È risaputo che con gli anni si attenua la capacità di avvertire i sapori, ma qual è l’entità di questa perdita? La risposta viene da uno studio, pubblicato su Critical Reviews in Food Science and Nutrition, condotto da un gruppo di ricercatori italiani.
Negli ultrasettantenni — dicono i ricercatori — la soglia gustativa aumenta in media di due volte e questo significa che per rilevare e riconoscere un sapore è necessaria una concentrazione di molecole doppia. Più del dolce, del salato o dell’umami (il sapore del glutammato, caratteristico di cibi ricchi di proteine come la carne e il formaggio), sono l’acido e l’amaro i sapori la cui percezione è più alterata. Secondo gli esperti, a causare questi cambiamenti sono innanzitutto alcune modificazioni, inevitabili, legate all’invecchiamento (la diminuita densità delle papille gustative e la riduzione del senso dell’olfatto) ma anche alcune carenze di micronutrienti (primo fra tutti lo zinco), diverse patologie croniche e, soprattutto, l’assunzione di molti farmaci.
La conseguenza di tutto ciò è che gli anziani hanno un debole per i dolci. Anche coloro che non hanno mai desiderato i dolci prima, spesso si ritrovano a fare uno spuntino con le caramelle quando invecchiano. Ci sono diverse ragioni per questo fenomeno e ci sono anche diverse alternative salutari che possono dimostrarsi efficaci.
Per molti anziani con un palato di sapore ridotto, i dolci sono semplicemente più facili da gustare rispetto ai cibi più blandi. Gli anziani gravitano naturalmente verso i cibi ricchi di zucchero che le loro papille gustative riconoscono ancora. In altri casi, la voglia di zucchero è l’effetto collaterale di una dieta inadeguata. Senza abbastanza carboidrati, che forniscono energia essenziale, il corpo inizia a desiderare cibi dolci. I cibi dolci (come il cioccolato) che il corpo desidera ardentemente però non forniscono tanta energia quanto i carboidrati più sani, come i cereali integrali e il pane.
Come cambia la sensibilità al gusto nelle persone affette da demenza?
Nelle persone con deficit cognitivo lieve (MCI) e demenza di Alzheimer (AD), si registra spesso una perdita di peso non intenzionale con tassi di prevalenza che vanno dallo 0 al 60%. Non è noto se questa perdita di peso sia dovuta a un maggiore dispendio energetico, a un ridotto apporto alimentare, a una combinazione di entrambi o se sia influenzata da altri fattori. L’apporto alimentare è in parte guidato dal funzionamento olfattivo e gustativo e dalle preferenze alimentari. Rilevare e identificare un odore o un gusto gioca un ruolo importante nel gradimento dei prodotti alimentari, ma ha anche un ruolo funzionale (ad esempio, per segnalare cibo avariato o contenuto di nutrienti). Con l’invecchiamento, una diminuzione della funzione olfattiva e gustativa può modificare le preferenze alimentari e quindi i modelli dietetici.

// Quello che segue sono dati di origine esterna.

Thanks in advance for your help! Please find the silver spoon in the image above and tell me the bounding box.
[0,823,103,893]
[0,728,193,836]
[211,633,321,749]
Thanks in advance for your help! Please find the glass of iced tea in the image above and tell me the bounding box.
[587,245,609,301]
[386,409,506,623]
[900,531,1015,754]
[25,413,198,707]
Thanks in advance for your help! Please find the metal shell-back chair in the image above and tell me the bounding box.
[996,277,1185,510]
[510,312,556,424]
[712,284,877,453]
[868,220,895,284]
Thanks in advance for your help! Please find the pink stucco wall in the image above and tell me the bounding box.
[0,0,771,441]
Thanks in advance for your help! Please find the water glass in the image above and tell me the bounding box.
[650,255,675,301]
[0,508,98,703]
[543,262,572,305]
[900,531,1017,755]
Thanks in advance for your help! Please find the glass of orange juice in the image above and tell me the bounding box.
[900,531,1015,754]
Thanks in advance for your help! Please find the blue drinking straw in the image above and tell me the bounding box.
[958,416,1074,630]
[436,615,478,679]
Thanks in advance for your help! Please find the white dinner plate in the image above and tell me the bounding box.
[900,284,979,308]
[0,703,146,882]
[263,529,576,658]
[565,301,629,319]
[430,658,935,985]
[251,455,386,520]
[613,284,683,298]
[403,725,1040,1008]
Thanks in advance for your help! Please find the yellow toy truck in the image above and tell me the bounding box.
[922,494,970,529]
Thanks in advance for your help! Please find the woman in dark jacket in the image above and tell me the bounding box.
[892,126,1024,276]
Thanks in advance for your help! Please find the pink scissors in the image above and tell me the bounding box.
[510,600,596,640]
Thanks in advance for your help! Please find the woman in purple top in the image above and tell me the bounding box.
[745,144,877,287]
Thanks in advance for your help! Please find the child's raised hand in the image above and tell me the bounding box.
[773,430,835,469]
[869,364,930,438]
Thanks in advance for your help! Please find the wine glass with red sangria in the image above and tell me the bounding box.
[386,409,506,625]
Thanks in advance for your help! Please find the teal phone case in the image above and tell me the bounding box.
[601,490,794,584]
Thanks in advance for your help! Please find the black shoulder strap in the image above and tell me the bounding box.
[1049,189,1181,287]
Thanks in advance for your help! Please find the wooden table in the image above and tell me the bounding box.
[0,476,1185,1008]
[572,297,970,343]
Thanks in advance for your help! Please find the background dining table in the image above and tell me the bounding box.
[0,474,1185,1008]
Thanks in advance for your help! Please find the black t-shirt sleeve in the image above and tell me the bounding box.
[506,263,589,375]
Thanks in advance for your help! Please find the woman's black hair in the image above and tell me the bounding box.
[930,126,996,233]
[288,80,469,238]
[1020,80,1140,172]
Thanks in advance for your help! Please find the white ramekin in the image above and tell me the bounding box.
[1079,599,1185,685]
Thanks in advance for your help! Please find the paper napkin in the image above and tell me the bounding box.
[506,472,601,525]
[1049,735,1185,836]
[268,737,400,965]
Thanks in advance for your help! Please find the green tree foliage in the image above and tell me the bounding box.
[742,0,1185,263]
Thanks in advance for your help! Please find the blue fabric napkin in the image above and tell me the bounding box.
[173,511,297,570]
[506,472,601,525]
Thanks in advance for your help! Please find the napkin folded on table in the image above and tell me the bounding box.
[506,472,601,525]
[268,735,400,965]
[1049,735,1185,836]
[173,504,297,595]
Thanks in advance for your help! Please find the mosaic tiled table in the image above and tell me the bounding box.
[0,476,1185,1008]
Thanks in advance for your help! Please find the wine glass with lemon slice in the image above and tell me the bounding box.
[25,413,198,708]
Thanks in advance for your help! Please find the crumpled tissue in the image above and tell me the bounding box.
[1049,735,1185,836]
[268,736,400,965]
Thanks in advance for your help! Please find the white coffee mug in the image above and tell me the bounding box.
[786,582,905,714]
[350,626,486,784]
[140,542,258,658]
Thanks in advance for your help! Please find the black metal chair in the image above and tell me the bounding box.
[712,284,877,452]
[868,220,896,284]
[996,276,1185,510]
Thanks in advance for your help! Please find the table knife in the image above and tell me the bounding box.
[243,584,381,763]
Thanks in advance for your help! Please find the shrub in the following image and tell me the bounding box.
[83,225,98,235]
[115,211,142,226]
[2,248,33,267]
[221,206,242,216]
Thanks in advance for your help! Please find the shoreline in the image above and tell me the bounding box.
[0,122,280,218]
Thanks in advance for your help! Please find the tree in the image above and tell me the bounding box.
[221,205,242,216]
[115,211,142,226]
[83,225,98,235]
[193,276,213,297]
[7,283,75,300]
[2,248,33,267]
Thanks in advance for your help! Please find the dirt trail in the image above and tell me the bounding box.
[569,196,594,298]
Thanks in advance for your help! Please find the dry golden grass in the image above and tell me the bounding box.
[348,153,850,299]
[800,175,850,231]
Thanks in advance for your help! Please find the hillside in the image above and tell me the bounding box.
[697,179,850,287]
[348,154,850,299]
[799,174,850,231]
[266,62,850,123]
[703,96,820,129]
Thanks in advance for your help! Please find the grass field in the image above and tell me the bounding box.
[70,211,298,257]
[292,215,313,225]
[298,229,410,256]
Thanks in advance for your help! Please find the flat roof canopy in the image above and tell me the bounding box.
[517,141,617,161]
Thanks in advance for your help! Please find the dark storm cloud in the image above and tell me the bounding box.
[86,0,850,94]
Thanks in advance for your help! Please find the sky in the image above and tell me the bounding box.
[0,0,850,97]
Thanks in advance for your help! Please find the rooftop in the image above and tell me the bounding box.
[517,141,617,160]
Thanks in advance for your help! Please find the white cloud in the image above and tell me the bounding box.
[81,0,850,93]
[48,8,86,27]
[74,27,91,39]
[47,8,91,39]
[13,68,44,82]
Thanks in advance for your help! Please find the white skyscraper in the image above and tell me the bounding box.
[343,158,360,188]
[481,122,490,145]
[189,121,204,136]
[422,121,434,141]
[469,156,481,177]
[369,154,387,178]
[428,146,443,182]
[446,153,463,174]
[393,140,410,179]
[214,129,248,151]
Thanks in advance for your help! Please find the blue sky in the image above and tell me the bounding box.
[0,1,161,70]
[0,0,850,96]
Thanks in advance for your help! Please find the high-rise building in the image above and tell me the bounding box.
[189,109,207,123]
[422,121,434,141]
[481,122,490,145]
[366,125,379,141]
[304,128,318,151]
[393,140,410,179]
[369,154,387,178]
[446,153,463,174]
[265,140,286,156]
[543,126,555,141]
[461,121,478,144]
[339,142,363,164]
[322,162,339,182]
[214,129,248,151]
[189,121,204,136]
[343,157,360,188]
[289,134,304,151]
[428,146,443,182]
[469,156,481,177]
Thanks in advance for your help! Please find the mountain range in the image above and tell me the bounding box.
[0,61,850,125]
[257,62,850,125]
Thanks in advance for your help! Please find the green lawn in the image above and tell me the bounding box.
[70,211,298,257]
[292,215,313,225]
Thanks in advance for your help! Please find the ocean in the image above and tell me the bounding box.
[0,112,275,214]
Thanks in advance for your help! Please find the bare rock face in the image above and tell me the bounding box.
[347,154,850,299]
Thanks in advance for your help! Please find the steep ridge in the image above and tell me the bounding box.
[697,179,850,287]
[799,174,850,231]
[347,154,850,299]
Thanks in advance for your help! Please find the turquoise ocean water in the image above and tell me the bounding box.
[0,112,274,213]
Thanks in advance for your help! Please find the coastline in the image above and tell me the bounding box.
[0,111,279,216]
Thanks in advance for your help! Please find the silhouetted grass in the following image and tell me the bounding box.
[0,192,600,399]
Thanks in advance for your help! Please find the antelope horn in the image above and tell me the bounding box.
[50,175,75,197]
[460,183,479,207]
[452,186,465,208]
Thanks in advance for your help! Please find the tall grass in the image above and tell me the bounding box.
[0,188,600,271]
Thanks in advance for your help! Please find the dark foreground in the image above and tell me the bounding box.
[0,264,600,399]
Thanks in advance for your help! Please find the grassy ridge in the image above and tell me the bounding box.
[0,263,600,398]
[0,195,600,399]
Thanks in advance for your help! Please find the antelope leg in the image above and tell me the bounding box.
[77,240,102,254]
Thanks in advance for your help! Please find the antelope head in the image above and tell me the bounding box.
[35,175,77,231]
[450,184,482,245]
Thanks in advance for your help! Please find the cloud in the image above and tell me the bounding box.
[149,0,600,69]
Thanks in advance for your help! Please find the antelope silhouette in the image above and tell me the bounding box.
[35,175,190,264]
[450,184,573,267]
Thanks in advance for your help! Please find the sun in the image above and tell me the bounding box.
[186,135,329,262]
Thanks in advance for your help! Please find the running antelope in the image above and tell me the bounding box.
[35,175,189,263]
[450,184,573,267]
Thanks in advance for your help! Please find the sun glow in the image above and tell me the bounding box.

Gli anziani affetti da Alzheimer sono noti per il loro desiderio di mangiare cibi dolci poiché risentono degli stessi cambiamenti fisiologici degli altri anziani così come i cambiamenti di gusto specifici che dipendono da una ridotta funzionalità del senso del gusto.
Consumano prodotti più ricchi di carboidrati rispetto ai coetanei, con una preferenza maggiore per i cibi dolci. La condizione è influenzata anche da una difficoltà nell’autocontrollo e nell’autoregolazione, che dipende da un’alterata funzionalità della corteccia prefrontale dorsolaterale.
Uno dei modi più semplici per saziare la voglia di zucchero è integrare la dieta con cibi più sani delle caramelle. Optare per macedonie, muesli e yogurt o frullato di mele. E anche il modo di presentare un piatto conta, specie quando si tratta di frutta e verdura che, sotto forma di passati, grattugiate o cotte al vapore, oltre che gradevoli sono facili da masticare.
Cambiare i gusti può essere una sfida sia per la persona che per il caregiver. Essenziale è rendere i pasti dei momenti speciali, così che anche se i gusti sono variati, l’appetito sarà aiutato dalla convivialità.